Kinder unter sieben Jahren gelten in Deutschland als nicht deliktsfähig. Das hat auch Auswirkungen auf die Haftpflicht, wie erneut ein Urteil zeigt. Denn nur wenn den Eltern nachgewiesen werden kann, dass sie ihre Aufsichtspflicht verletzt haben, können sie für den Schaden auch haftbar gemacht werden.

Wenn das eigene Kind Dritten einen Schaden verursacht, geht der Geschädigte leer aus und muss den Schaden selbst tragen, solange den Eltern keine Verletzung der Aufsichtspflicht nachgewiesen werden kann. Dass die Definition der Aufsichtspflicht dabei weniger eng ist, als viele Eltern meinen, zeigt erneut ein Urteil des Oberlandesgerichtes Düsseldorf. Demnach müssen selbst Kleinkinder keineswegs rund um die Uhr beaufsichtigt werden.

Im verhandelten Rechtsstreit hatte ein dreieinhalbjähriger Junge einen immensen Schaden verursacht. Nachdem ihn die Eltern zu Bett gebracht hatten, musste er noch einmal auf Toilette und ging dort selbstständig hin. Als heimtückisch entpuppte sich jedoch ein klemmender Spülknopf in Kombination mit dem Toilettenpapier, das der Junge verwendet hatte. Das Wasser floss nämlich permanent nach, jedoch war das Klo verstopft. In kurzer Zeit war das Bad überflutet und das Wasser drang durch die Zimmerdecke in die untere Wohnung hinein.

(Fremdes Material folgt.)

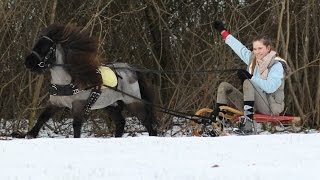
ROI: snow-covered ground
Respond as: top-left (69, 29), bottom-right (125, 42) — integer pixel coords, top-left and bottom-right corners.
top-left (0, 133), bottom-right (320, 180)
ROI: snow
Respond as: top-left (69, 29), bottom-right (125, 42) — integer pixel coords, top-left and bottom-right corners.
top-left (0, 133), bottom-right (320, 180)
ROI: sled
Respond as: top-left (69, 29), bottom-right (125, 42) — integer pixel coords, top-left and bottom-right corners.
top-left (191, 106), bottom-right (301, 136)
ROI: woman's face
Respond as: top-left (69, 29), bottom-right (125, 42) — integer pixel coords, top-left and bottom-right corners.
top-left (253, 41), bottom-right (271, 59)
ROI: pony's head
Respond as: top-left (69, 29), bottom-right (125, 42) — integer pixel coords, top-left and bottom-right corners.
top-left (25, 36), bottom-right (56, 73)
top-left (25, 24), bottom-right (102, 86)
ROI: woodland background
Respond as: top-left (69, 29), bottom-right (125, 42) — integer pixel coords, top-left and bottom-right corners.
top-left (0, 0), bottom-right (320, 135)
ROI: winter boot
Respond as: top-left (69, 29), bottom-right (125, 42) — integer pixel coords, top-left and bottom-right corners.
top-left (211, 103), bottom-right (226, 122)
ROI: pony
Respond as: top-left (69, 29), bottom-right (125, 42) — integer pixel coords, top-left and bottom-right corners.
top-left (25, 24), bottom-right (157, 138)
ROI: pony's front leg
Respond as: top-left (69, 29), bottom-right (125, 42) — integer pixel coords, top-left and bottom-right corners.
top-left (72, 101), bottom-right (87, 138)
top-left (106, 105), bottom-right (126, 137)
top-left (26, 105), bottom-right (59, 139)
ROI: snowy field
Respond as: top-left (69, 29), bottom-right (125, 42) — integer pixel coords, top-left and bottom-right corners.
top-left (0, 133), bottom-right (320, 180)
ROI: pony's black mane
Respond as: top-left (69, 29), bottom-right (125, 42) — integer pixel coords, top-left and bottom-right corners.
top-left (41, 24), bottom-right (102, 88)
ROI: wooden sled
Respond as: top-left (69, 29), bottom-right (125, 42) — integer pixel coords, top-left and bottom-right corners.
top-left (191, 106), bottom-right (301, 136)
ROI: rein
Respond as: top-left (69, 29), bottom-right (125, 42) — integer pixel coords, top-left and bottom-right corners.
top-left (106, 65), bottom-right (240, 74)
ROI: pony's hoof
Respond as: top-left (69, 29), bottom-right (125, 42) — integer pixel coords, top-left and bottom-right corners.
top-left (25, 133), bottom-right (37, 139)
top-left (11, 132), bottom-right (26, 138)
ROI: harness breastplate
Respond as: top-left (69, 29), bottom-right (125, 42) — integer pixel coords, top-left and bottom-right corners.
top-left (49, 83), bottom-right (80, 96)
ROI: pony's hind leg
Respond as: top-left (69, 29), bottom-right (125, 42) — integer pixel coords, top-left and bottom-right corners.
top-left (127, 102), bottom-right (157, 136)
top-left (26, 105), bottom-right (59, 139)
top-left (105, 105), bottom-right (126, 137)
top-left (71, 101), bottom-right (87, 138)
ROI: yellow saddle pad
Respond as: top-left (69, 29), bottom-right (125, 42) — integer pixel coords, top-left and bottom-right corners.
top-left (99, 66), bottom-right (118, 87)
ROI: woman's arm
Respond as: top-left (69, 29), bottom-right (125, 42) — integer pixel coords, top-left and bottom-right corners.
top-left (251, 62), bottom-right (284, 93)
top-left (225, 34), bottom-right (252, 65)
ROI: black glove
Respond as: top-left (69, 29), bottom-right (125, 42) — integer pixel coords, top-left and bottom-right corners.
top-left (213, 21), bottom-right (226, 33)
top-left (237, 69), bottom-right (252, 84)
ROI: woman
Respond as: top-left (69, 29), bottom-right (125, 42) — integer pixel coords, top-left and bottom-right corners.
top-left (213, 21), bottom-right (288, 134)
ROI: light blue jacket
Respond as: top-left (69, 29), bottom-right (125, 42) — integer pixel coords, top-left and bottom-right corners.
top-left (225, 35), bottom-right (284, 94)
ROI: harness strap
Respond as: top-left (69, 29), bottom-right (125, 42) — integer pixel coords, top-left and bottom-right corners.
top-left (49, 83), bottom-right (80, 96)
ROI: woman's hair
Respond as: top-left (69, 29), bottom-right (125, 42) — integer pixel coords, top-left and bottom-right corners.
top-left (251, 35), bottom-right (274, 74)
top-left (252, 35), bottom-right (274, 50)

Den Schaden in Höhe von 15.000 Euro hatte zunächst der Wohngebäudeversicherer übernommen. Doch dieser wollte sich das Geld von dem Haftpflicht-Versicherer der Mutter wiederholen. Die Begründung: Sie habe ihre Aufsichtspflicht verletzt denn der Junge hätte gar nicht allein auf die Toilette gedurft. Schon aufgrund des defekten Spülknopfes hätte der Junge nur in Begleitung dorthin gehen dürfen.

Das aber sahen die Richter des OLG Düsseldorf anders. Eine Aufsichtspflichtverletzung konnten sie nicht erkennen. Denn keineswegs sei es so, dass ein Kind in einer abgeschlossenen Wohnung permanent beaufsichtigt werden müsse, so begründeten sie ihr Urteil. Im Gegenteil: Der Bundesgerichtshof hatte bereits in einem früheren Urteil bestätigt, dass eine umfassende Aufsicht die Entwicklung des Kindes sogar hemmen könne. Demnach beinhalte der Lernprozess eines Kindes, dass ihm erlaubt ist, selbst Erfahrungen zu machen – inklusive von Fehlern (Urteil vom 26.04.2018, Az.: I-4 U 15/18).

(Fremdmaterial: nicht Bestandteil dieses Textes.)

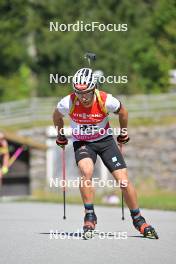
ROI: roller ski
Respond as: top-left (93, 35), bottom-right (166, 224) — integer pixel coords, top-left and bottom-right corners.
top-left (133, 216), bottom-right (159, 239)
top-left (83, 212), bottom-right (97, 240)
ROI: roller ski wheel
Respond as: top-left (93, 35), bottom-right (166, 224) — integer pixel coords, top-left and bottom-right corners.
top-left (83, 213), bottom-right (97, 240)
top-left (133, 216), bottom-right (159, 239)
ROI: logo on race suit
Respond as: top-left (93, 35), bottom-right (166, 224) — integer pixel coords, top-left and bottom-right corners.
top-left (73, 113), bottom-right (103, 119)
top-left (112, 156), bottom-right (117, 162)
top-left (115, 162), bottom-right (121, 167)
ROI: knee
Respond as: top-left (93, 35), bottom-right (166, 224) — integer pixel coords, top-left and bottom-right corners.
top-left (113, 169), bottom-right (129, 189)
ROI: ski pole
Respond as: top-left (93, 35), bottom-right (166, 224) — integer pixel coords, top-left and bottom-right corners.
top-left (119, 144), bottom-right (125, 220)
top-left (62, 147), bottom-right (66, 219)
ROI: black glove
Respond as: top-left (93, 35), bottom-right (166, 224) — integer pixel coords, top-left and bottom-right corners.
top-left (117, 134), bottom-right (130, 144)
top-left (56, 135), bottom-right (68, 148)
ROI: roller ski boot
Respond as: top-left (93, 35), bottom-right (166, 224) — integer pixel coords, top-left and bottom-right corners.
top-left (133, 216), bottom-right (159, 239)
top-left (83, 212), bottom-right (97, 240)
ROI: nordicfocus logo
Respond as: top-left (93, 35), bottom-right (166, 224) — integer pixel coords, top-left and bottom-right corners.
top-left (56, 126), bottom-right (128, 137)
top-left (49, 20), bottom-right (128, 32)
top-left (73, 113), bottom-right (103, 118)
top-left (49, 229), bottom-right (128, 240)
top-left (49, 177), bottom-right (128, 188)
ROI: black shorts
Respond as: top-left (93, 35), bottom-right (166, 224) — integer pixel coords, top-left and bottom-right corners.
top-left (73, 136), bottom-right (127, 172)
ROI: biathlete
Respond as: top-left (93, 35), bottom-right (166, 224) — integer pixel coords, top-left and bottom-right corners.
top-left (53, 68), bottom-right (158, 238)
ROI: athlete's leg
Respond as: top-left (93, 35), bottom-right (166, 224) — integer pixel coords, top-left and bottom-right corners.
top-left (78, 158), bottom-right (94, 204)
top-left (112, 168), bottom-right (138, 210)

Entsprechend bewerteten die Richter auch die defekte Spülung. Diese erhöhe zwar tatsächlich das Risiko – aber nicht derart, dass dem Jungen kein alleiniger Toilettengang zugemutet werden könne. Üblicherweise führe das Verhaken eines Spülknopfes auch nicht zu einer Überschwemmung, sondern lediglich zu einem erhöhten Wasserverbrauch, betonten die Richter. Hier müsse einem dreieinhalbjährigen Kind zugestanden werden, dass er lernt, sich in seiner alltäglichen Umgebung zu behaupten.

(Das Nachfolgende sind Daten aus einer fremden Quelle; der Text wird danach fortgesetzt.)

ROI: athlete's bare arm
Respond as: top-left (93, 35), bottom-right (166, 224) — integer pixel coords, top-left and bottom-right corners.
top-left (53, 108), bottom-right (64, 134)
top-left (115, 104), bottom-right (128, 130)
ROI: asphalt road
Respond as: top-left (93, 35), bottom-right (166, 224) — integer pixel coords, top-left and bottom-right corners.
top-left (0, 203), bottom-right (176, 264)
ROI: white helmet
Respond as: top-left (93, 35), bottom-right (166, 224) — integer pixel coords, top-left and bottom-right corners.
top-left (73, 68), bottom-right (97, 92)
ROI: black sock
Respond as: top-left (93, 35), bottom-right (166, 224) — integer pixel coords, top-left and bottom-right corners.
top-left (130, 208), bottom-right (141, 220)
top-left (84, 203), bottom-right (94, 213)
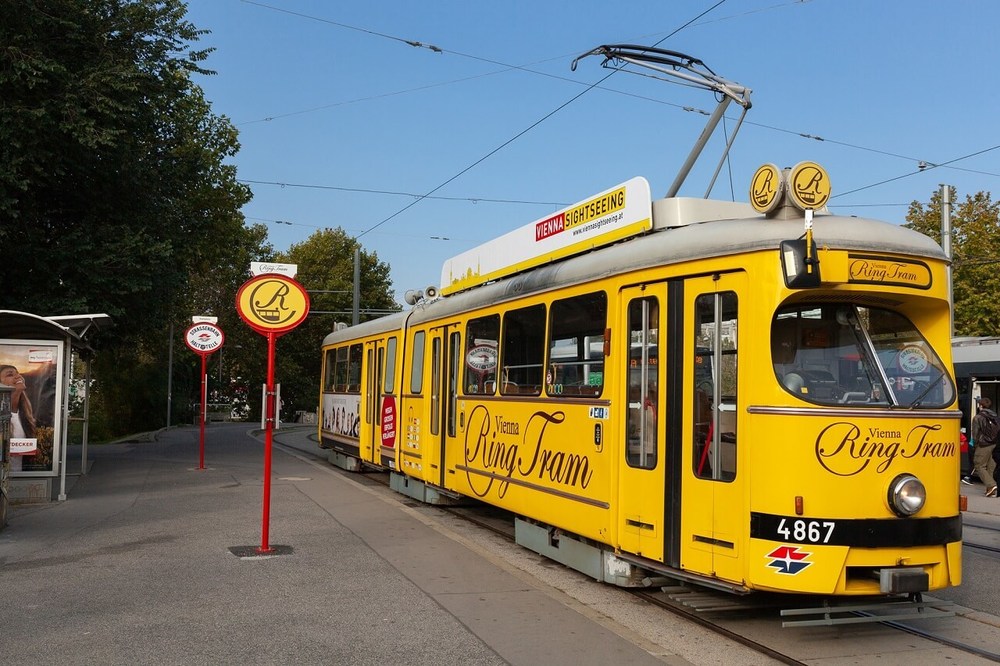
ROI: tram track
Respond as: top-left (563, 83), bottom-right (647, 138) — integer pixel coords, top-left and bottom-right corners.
top-left (299, 440), bottom-right (1000, 664)
top-left (438, 490), bottom-right (1000, 664)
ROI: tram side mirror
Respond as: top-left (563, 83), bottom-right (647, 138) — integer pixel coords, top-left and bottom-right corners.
top-left (781, 238), bottom-right (820, 289)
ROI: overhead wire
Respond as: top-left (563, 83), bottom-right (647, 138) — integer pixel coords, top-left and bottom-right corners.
top-left (239, 0), bottom-right (1000, 220)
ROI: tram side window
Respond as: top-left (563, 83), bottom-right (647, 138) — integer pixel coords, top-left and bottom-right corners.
top-left (501, 305), bottom-right (545, 395)
top-left (347, 344), bottom-right (362, 393)
top-left (692, 292), bottom-right (739, 481)
top-left (382, 337), bottom-right (396, 395)
top-left (462, 315), bottom-right (500, 395)
top-left (323, 349), bottom-right (337, 393)
top-left (545, 291), bottom-right (608, 397)
top-left (410, 331), bottom-right (424, 395)
top-left (625, 298), bottom-right (660, 469)
top-left (333, 347), bottom-right (348, 393)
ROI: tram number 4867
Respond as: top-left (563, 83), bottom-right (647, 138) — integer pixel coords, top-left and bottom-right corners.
top-left (777, 518), bottom-right (836, 543)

Die Haftpflichtversicherung muss folglich nicht für den hohen Schaden aufkommen, den der Junge verursacht hat. Doch oft führt es zu Ärger und Konflikten, wenn ein Kind fremden Personen Schaden zufügt – und diese keinerlei Entschädigung enthalten. Für viele Menschen verstößt das auch gegen das eigene Gerechtigkeitsempfinden. Deshalb lohnt es zu schauen, ob der Haftpflichtversicherer auch eine Leistung für deliktsunfähige Kinder im Vertrag vereinbart hat. Dann leistet der Versicherer bis zur vereinbarten Höchstsumme, wenn das Kind einen Schaden verursacht.